Sysavが出した数字によると、ルンド近郊の町、MalmoとBurlovでは

地域暖房の40%がごみ焼却の際に出る熱を利用しているということです

 

FTIの統計によると、スウェーデンでは10人のうち9人がゴミ分別をし、

4つのうち3つのパッケージ、そして5部のうち4部の新聞雑誌が再利用されているとのことです。

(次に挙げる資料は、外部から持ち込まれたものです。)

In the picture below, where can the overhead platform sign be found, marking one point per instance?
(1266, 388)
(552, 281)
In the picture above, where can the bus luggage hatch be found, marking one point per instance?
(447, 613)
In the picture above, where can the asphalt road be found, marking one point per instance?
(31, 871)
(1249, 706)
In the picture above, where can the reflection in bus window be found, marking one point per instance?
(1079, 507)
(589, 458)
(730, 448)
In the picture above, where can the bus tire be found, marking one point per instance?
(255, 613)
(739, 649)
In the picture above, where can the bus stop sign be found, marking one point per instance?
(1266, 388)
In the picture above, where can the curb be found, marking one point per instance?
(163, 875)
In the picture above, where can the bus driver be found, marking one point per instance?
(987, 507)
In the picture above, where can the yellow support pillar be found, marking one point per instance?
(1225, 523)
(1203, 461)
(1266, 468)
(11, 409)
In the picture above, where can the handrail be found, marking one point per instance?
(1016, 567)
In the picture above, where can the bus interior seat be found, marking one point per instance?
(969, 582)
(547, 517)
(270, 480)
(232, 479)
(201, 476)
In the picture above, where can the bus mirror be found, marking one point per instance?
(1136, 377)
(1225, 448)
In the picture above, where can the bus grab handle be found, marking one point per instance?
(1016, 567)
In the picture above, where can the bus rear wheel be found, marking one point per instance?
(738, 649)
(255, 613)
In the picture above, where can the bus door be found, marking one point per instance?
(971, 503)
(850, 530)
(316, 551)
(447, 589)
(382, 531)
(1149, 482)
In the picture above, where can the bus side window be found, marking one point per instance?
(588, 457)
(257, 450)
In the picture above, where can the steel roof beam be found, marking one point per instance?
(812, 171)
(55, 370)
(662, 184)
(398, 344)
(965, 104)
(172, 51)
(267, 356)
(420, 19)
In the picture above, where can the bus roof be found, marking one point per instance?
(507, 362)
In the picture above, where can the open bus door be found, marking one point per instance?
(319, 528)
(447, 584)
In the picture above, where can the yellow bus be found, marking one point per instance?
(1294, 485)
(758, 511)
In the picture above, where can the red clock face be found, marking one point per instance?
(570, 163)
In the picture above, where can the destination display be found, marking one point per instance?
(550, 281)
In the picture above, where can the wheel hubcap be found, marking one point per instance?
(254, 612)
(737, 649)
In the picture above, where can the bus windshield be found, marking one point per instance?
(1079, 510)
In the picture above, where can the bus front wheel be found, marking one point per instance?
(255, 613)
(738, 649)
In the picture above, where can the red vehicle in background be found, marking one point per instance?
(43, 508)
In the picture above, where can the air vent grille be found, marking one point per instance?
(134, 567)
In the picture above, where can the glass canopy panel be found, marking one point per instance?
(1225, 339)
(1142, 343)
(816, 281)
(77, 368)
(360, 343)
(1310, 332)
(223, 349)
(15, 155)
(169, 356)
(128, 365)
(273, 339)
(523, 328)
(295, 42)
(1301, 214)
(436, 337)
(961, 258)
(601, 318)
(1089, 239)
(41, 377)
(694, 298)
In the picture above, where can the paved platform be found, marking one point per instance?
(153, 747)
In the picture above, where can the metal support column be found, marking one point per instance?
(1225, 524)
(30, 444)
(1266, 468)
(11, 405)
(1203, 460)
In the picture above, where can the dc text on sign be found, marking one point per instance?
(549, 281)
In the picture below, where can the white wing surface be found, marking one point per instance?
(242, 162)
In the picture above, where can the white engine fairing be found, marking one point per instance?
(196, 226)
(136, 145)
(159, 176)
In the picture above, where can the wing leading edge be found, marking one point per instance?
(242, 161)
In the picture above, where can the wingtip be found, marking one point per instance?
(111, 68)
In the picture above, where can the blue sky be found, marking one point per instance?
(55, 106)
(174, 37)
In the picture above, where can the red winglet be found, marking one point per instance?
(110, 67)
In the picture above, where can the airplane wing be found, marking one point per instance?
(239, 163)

ゴミの量を突然減らすということは非常に困難なことですが、

その中でもスウェーデンはリサイクル率を上げることに成功しており、

2006年のパッケージ、新聞雑誌のリサイクル率が77.5%だったものが、

2007年は78.2%まで上がってきています。

もちろん全ての人が高い理想を持ってゴミ分別を完璧にやっているわけではありません。

たまに「どうしてこれがここに?」というゴミの捨て方をする人もいます。

でも「誰も全てのことを完璧にすることはできない。でも全ての人は皆、何かをすることができる」

これによってスウェーデンのリサイクルは浸透していると思います。

スウェーデンでは身近にできることから簡単にできるシステムが確立されているようです。